On the downside, Trump’s appeals to fear and racism again resonated with millions of workers in deep red states and elsewhere. That resonance let the GOP successfully defend Senate seats in Texas and Tennessee and gain seats in Indiana, Missouri, and North Dakota.

While the appeals to hate and voter suppression contributed to a narrow loss for Andrew Gillum in Florida and to Stacey Abrams trailing in Georgia, there were important gains for progressives in the gubernatorial races, including Democratic wins in Illinois, Minnesota, Colorado, and Nevada.

Especially sweet for the labor movement and its allies was the defeat of Wisconsin’s right-wing Republican Gov. Scott Walker, author of the infamous Act 10, which virtually emasculated public worker unions – except those which supported his first run in 2010.

Another landmark gubernatorial win was that of Jared Polis in Colorado, where he will become the nation’s first gay (and Jewish) governor. Down ballot, more history was made as a record 129 LGBTQ candidates were elected to state legislatures around the nation.

The results of yesterday’s voting put the country on a new footing. Despite the gains made by progressive forces, the election was only the beginning of a long hard electoral struggle, which grows out of the struggle in the streets. That, with the massive women’s marches, started the day after Trump took office. 
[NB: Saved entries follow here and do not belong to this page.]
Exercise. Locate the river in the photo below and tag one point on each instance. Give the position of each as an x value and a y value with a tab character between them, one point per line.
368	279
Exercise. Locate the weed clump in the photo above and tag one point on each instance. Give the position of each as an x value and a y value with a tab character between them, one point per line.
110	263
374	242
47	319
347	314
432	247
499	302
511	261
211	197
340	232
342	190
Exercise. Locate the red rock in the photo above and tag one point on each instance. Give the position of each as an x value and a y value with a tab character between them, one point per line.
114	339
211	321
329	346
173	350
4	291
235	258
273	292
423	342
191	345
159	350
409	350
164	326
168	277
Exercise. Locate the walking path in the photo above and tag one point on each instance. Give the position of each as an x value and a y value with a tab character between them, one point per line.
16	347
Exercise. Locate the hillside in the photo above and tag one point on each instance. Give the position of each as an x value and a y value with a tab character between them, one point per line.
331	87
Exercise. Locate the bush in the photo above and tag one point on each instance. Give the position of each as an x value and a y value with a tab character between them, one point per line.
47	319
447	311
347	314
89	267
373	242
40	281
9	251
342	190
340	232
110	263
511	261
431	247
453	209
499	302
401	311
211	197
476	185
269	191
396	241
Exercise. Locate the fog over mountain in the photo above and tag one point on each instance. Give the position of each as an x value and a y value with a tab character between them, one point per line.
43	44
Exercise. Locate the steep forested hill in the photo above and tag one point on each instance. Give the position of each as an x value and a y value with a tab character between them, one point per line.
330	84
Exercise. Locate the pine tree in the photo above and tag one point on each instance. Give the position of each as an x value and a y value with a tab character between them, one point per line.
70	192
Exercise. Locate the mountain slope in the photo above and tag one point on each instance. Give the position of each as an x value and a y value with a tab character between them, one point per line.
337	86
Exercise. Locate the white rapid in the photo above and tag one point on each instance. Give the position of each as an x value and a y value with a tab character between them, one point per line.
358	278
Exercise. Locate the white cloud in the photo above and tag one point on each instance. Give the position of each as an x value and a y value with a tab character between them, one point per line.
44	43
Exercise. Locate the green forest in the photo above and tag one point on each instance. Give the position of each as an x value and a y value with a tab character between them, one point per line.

The Democratic Party still needs to strengthen its economic message on the national level heading toward 2020 in order to further expose Trump’s spin about how only the Republicans can be trusted to manage the economy and create jobs. Simply relying on the president’s missteps and outrages is no strategy.

History teaches that the right wing and its corporate backers will continue their battle to hold the people back and reverse course on any gains made. The election’s outcome was a welcome first step and a victory. History also teaches the people can be counted on to fight to hold onto the gains made and expand them even more.